Introduction and Investment Thesis
Early this year, I detailed that Intel (INTC) was poised to lead the AI revolution over the coming decade. The widespread adoption of AI will contribute significantly to demand for (Intel) compute silicon, and hence, will be a growth driver for the company. Intel forecasts it will be about a $25 billion opportunity by 2025, compared to $3.8 billion revenue in 2019.
On June 18, Intel launched its third-generation Xeon Scalable platform, codenamed Cooper Lake. This follows a bit over a year after the company’s April 2019 data-centric portfolio launch, which included second-generation Cascade Lake, the 10nm Agilex FPGA and 800 series of 100G Ethernet adapters.
Today’s announcement is equally broad: it does not just cover the new Cooper Lake CPUs. Also launching or announced are new SSDs, 3D XPoint DIMMs, 14nm Stratix 10 FPGA for AI acceleration, as well as several platform updates.
While Cascade Lake was aimed at all data center segments, the Cooper Lake platform is really mostly aimed at AI acceleration; it won’t be until Ice Lake later this year that general purpose servers will see their next increase in performance. (The Cascade Lake refresh earlier this year improved performance per dollar but not top line performance.)
Counting both Cooper Lake and the Stratix 10 NX FPGA, these are two products targeted specifically at AI acceleration, providing respectively up to 2x and 15x increases in performance. Intel also provided a smaller status update on Habana and Movidius VPU3: respectively sampling and in early access.
While Intel isn’t updating on its financials, this latest launch demonstrates the company’s commitment to AI leadership, indicating that my January investment thesis remains on track:
Put another way, Intel’s data center group has the potential to double in size over the next five years from artificial intelligence alone. Intel’s other growth driver in the data center are cloud computing and (5G) networking.

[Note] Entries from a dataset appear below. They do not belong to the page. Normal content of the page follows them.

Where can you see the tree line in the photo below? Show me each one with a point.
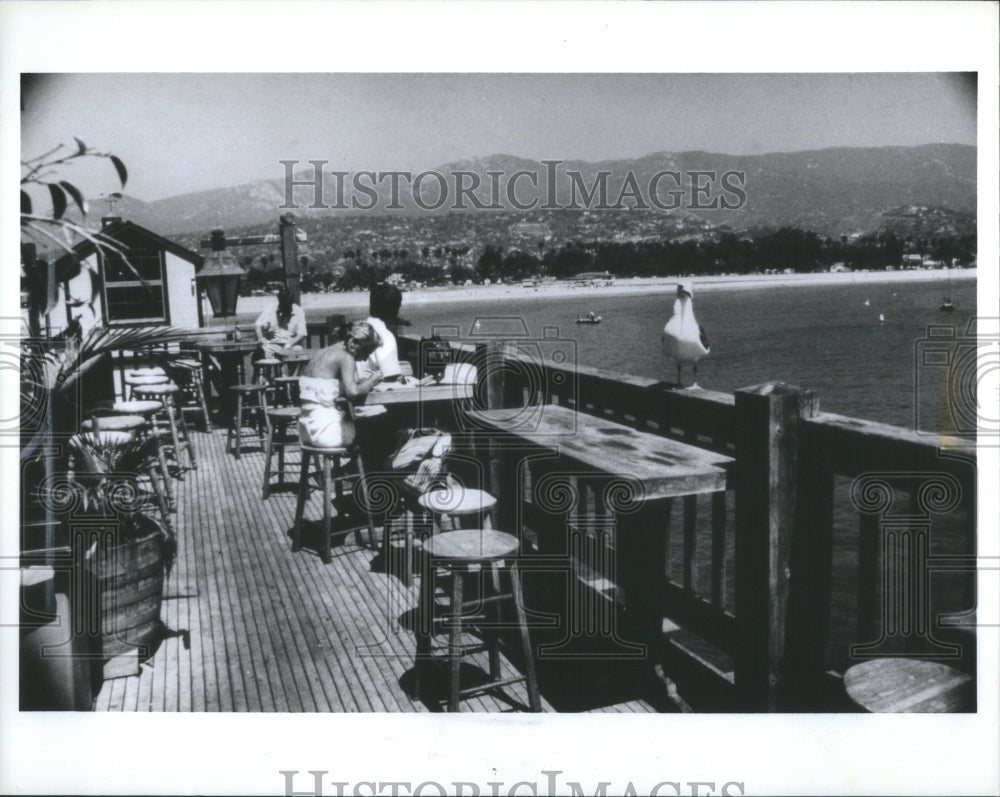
(728, 253)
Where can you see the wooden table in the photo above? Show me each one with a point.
(639, 474)
(232, 364)
(420, 394)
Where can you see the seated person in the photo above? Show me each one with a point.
(281, 328)
(328, 380)
(383, 309)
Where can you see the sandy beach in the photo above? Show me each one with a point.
(358, 300)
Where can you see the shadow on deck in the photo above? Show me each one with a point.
(250, 626)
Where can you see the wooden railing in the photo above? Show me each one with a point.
(813, 499)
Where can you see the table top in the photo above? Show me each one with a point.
(420, 393)
(910, 686)
(665, 468)
(471, 545)
(457, 501)
(229, 346)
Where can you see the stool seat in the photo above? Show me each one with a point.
(370, 411)
(152, 379)
(341, 451)
(156, 389)
(470, 546)
(180, 440)
(106, 438)
(458, 501)
(143, 372)
(901, 685)
(113, 423)
(337, 465)
(287, 388)
(455, 554)
(136, 406)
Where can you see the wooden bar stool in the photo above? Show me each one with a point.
(142, 376)
(192, 385)
(457, 556)
(286, 390)
(165, 393)
(252, 399)
(148, 410)
(281, 435)
(456, 507)
(294, 361)
(265, 371)
(336, 466)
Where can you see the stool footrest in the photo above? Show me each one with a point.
(483, 688)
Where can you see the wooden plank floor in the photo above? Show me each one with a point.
(250, 626)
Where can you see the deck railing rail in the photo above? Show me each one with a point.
(795, 471)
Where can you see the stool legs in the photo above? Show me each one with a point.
(455, 641)
(534, 701)
(327, 467)
(300, 503)
(199, 390)
(489, 599)
(236, 427)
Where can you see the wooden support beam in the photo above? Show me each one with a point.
(767, 421)
(290, 255)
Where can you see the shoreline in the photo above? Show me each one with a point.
(358, 300)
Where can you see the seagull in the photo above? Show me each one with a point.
(683, 338)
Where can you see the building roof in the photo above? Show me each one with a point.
(68, 266)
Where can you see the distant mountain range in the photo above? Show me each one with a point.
(831, 191)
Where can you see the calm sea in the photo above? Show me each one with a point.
(827, 339)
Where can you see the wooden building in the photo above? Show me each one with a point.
(166, 295)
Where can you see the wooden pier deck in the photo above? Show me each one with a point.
(250, 626)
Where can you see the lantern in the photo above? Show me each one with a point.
(220, 277)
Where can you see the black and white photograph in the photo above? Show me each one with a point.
(545, 366)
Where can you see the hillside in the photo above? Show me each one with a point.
(831, 191)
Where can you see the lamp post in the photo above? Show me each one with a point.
(220, 277)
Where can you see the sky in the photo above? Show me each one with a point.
(179, 133)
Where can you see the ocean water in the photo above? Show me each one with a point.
(826, 339)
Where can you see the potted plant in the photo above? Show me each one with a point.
(128, 557)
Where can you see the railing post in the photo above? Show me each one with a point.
(490, 374)
(767, 453)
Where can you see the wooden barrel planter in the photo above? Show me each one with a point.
(127, 581)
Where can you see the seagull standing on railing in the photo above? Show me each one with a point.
(683, 338)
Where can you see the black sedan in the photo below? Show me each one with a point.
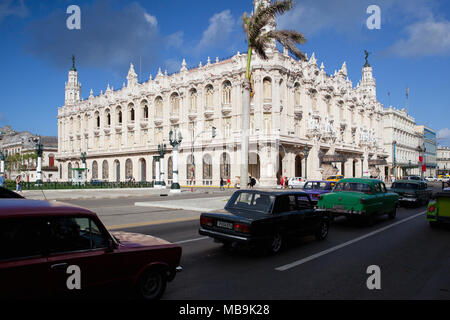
(267, 219)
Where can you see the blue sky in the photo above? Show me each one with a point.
(412, 48)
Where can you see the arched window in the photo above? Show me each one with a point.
(128, 169)
(159, 108)
(267, 90)
(69, 171)
(225, 167)
(170, 169)
(94, 170)
(297, 94)
(190, 169)
(108, 118)
(209, 96)
(119, 115)
(226, 92)
(105, 170)
(207, 167)
(131, 112)
(193, 100)
(175, 103)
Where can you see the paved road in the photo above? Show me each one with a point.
(414, 262)
(414, 259)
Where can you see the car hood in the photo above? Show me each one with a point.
(136, 240)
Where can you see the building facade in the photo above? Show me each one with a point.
(304, 122)
(401, 141)
(428, 145)
(21, 157)
(443, 160)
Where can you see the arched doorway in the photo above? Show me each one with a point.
(254, 165)
(298, 166)
(117, 167)
(143, 169)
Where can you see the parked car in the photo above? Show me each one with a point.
(316, 188)
(264, 219)
(296, 182)
(412, 191)
(335, 178)
(438, 211)
(43, 242)
(6, 193)
(360, 197)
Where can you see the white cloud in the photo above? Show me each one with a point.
(425, 38)
(151, 19)
(220, 27)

With its comprehensive A.I. product portfolio, Intel should be positioned to capitalize on this opportunity.
Nvidia (NVDA) has been marching into the data center with its deep learning accelerators and has taken meaningful dollar revenue share from Intel, arguably, and more recently with the acquisition of Mellanox. It has recently launched its next-gen Ampere GPUs with significant performance increases; Intel’s own GPUs for the data center will only launch next year.
AMD (AMD) is equally focused on GPUs specifically for the data center (CDNA), and in CPUs has been leapfrogging Intel with respect to core count (64 vs. 28) and process node (7nm vs. 14nm).
Several start-ups are developing many-core chips based on Arm IP.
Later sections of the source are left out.